Do you have Pekinese dog in London?

What?

Omar wants to know – do you have Pekinese dog in London?

Yes, why? He turns one palm up and gives Malik an ‘I told you so’ expression

He says he saw a woman coming out of the Australian embassy with a Pekinese and now he wants one really bad!

Next morning I take the short walk across the October bridge to the Egyptian Museum. At the end of the main hall stands the collosal seven metre statue of King Amenhotep III and Queen Tiye. Queen Tiye was known for her strong views and forthright nature and their marriage is thought by many to have been an inter-racial one and a love match, Queen Tiya probably being of Nubian extraction. Their faces are both possessed of the kind of timeless inscrutability one expects from Egyptian statuary of the period. Monumental stonework with expressions to match, destined to last as near forever as makes any difference: so unlike the free-flowing charm of the Minoan art of the same period. It’s easy to imagine the corporate style guidelines for artists and designers in the 18th Dynasty running into the tens of pages – but these two have kept something back for themselves.

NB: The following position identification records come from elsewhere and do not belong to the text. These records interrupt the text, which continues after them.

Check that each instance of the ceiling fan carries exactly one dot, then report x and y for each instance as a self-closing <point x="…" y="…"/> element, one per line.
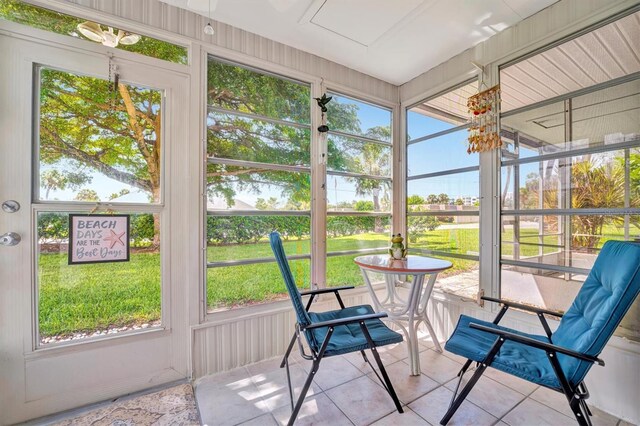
<point x="108" y="37"/>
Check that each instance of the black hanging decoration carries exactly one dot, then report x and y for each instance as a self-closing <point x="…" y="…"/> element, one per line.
<point x="322" y="103"/>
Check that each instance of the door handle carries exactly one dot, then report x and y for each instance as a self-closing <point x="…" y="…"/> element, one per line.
<point x="10" y="239"/>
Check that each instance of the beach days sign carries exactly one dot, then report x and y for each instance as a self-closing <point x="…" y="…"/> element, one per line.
<point x="98" y="238"/>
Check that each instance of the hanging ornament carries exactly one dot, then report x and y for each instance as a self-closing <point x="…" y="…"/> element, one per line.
<point x="484" y="109"/>
<point x="322" y="103"/>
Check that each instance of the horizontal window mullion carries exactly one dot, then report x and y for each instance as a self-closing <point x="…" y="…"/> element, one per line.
<point x="358" y="251"/>
<point x="574" y="94"/>
<point x="438" y="134"/>
<point x="445" y="172"/>
<point x="357" y="175"/>
<point x="445" y="213"/>
<point x="555" y="268"/>
<point x="574" y="212"/>
<point x="224" y="263"/>
<point x="306" y="213"/>
<point x="97" y="208"/>
<point x="257" y="165"/>
<point x="573" y="153"/>
<point x="360" y="138"/>
<point x="358" y="213"/>
<point x="258" y="117"/>
<point x="444" y="253"/>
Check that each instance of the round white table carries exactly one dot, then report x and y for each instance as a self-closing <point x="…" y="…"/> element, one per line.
<point x="412" y="309"/>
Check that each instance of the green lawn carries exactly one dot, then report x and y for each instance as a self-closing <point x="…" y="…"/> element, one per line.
<point x="98" y="296"/>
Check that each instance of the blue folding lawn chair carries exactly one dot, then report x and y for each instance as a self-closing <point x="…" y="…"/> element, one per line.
<point x="558" y="360"/>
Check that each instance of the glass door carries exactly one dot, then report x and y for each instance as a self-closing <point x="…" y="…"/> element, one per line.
<point x="87" y="160"/>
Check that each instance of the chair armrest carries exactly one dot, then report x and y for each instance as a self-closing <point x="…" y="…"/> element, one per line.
<point x="523" y="307"/>
<point x="325" y="290"/>
<point x="347" y="320"/>
<point x="549" y="347"/>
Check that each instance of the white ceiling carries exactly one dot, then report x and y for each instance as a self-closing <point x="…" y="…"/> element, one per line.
<point x="394" y="40"/>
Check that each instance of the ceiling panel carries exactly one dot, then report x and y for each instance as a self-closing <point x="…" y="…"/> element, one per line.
<point x="394" y="40"/>
<point x="606" y="53"/>
<point x="363" y="21"/>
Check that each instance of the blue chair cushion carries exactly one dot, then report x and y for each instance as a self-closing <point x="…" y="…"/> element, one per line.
<point x="514" y="358"/>
<point x="349" y="338"/>
<point x="604" y="299"/>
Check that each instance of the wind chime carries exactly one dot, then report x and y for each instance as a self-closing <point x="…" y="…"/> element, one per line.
<point x="484" y="109"/>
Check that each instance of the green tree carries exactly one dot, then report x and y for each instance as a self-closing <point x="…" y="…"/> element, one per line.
<point x="443" y="198"/>
<point x="87" y="195"/>
<point x="270" y="204"/>
<point x="54" y="179"/>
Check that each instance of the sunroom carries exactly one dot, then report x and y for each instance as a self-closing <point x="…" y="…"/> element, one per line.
<point x="175" y="173"/>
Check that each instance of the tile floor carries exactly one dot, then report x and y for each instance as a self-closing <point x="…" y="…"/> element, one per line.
<point x="345" y="392"/>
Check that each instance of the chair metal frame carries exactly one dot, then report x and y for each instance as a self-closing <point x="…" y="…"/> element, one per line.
<point x="316" y="357"/>
<point x="575" y="395"/>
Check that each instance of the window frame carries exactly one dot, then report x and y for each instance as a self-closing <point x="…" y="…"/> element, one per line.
<point x="565" y="153"/>
<point x="446" y="172"/>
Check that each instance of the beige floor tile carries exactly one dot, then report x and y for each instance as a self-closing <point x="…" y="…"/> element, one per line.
<point x="408" y="387"/>
<point x="602" y="418"/>
<point x="362" y="400"/>
<point x="274" y="390"/>
<point x="333" y="371"/>
<point x="438" y="367"/>
<point x="229" y="399"/>
<point x="531" y="412"/>
<point x="316" y="410"/>
<point x="515" y="383"/>
<point x="356" y="359"/>
<point x="264" y="420"/>
<point x="433" y="406"/>
<point x="491" y="396"/>
<point x="408" y="418"/>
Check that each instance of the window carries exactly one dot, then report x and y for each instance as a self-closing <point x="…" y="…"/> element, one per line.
<point x="358" y="185"/>
<point x="443" y="185"/>
<point x="257" y="180"/>
<point x="44" y="19"/>
<point x="569" y="163"/>
<point x="95" y="144"/>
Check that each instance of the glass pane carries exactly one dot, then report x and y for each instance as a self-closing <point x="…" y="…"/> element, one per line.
<point x="89" y="150"/>
<point x="247" y="237"/>
<point x="342" y="271"/>
<point x="358" y="194"/>
<point x="237" y="88"/>
<point x="241" y="138"/>
<point x="535" y="132"/>
<point x="459" y="191"/>
<point x="454" y="234"/>
<point x="544" y="239"/>
<point x="594" y="180"/>
<point x="90" y="300"/>
<point x="442" y="113"/>
<point x="463" y="279"/>
<point x="355" y="117"/>
<point x="243" y="285"/>
<point x="241" y="188"/>
<point x="37" y="17"/>
<point x="442" y="153"/>
<point x="539" y="287"/>
<point x="355" y="156"/>
<point x="357" y="232"/>
<point x="610" y="115"/>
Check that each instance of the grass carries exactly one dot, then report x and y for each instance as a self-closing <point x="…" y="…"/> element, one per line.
<point x="93" y="297"/>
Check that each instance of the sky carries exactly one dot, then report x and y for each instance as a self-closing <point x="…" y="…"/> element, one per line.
<point x="429" y="156"/>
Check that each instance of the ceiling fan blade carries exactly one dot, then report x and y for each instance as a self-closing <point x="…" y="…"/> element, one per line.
<point x="130" y="39"/>
<point x="92" y="31"/>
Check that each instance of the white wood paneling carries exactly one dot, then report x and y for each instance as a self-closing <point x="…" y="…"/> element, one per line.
<point x="188" y="25"/>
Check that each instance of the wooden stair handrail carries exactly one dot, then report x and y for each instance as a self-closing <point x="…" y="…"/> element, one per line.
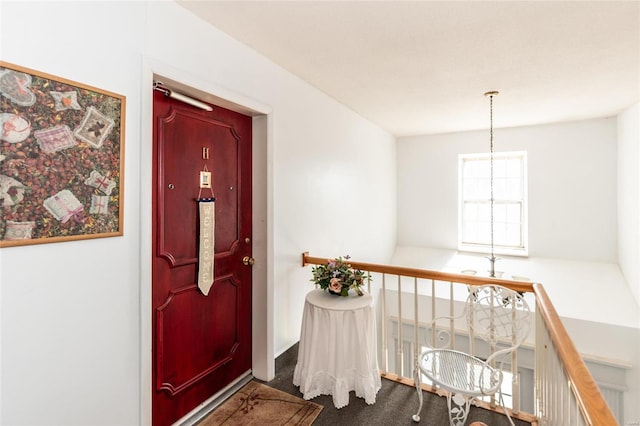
<point x="424" y="273"/>
<point x="589" y="398"/>
<point x="588" y="395"/>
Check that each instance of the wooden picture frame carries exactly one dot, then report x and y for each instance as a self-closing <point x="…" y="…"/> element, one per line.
<point x="61" y="159"/>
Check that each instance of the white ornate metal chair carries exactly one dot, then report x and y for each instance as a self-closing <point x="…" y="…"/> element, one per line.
<point x="497" y="315"/>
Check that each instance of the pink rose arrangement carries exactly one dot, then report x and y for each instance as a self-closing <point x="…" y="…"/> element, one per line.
<point x="338" y="277"/>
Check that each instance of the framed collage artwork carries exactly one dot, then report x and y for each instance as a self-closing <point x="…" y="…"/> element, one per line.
<point x="61" y="159"/>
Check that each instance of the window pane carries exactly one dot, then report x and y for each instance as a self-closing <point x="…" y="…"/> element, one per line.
<point x="508" y="192"/>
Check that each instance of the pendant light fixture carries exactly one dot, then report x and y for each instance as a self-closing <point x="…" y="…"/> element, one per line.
<point x="492" y="258"/>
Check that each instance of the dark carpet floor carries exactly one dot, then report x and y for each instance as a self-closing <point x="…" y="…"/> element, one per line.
<point x="395" y="403"/>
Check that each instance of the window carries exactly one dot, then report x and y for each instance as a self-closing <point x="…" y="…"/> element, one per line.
<point x="509" y="205"/>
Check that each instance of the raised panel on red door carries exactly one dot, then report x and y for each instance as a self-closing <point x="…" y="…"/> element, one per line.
<point x="201" y="343"/>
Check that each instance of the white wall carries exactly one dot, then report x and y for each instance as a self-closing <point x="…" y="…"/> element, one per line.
<point x="572" y="187"/>
<point x="74" y="341"/>
<point x="629" y="197"/>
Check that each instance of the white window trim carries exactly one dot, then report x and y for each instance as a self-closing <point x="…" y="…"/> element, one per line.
<point x="498" y="250"/>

Their twin smiles suggest the solidarity of a private moment shared under the public gaze. Unsuprisingly, photographs of this sculpture are generally taken from the front, but in the museum you can go round the back and discover Queen Tiye’s hand firmly cupped around one half of her husbands arse in a gesture that combines intimacy and humour, suddenly making sense of the sly smiles that flicker across the stonework.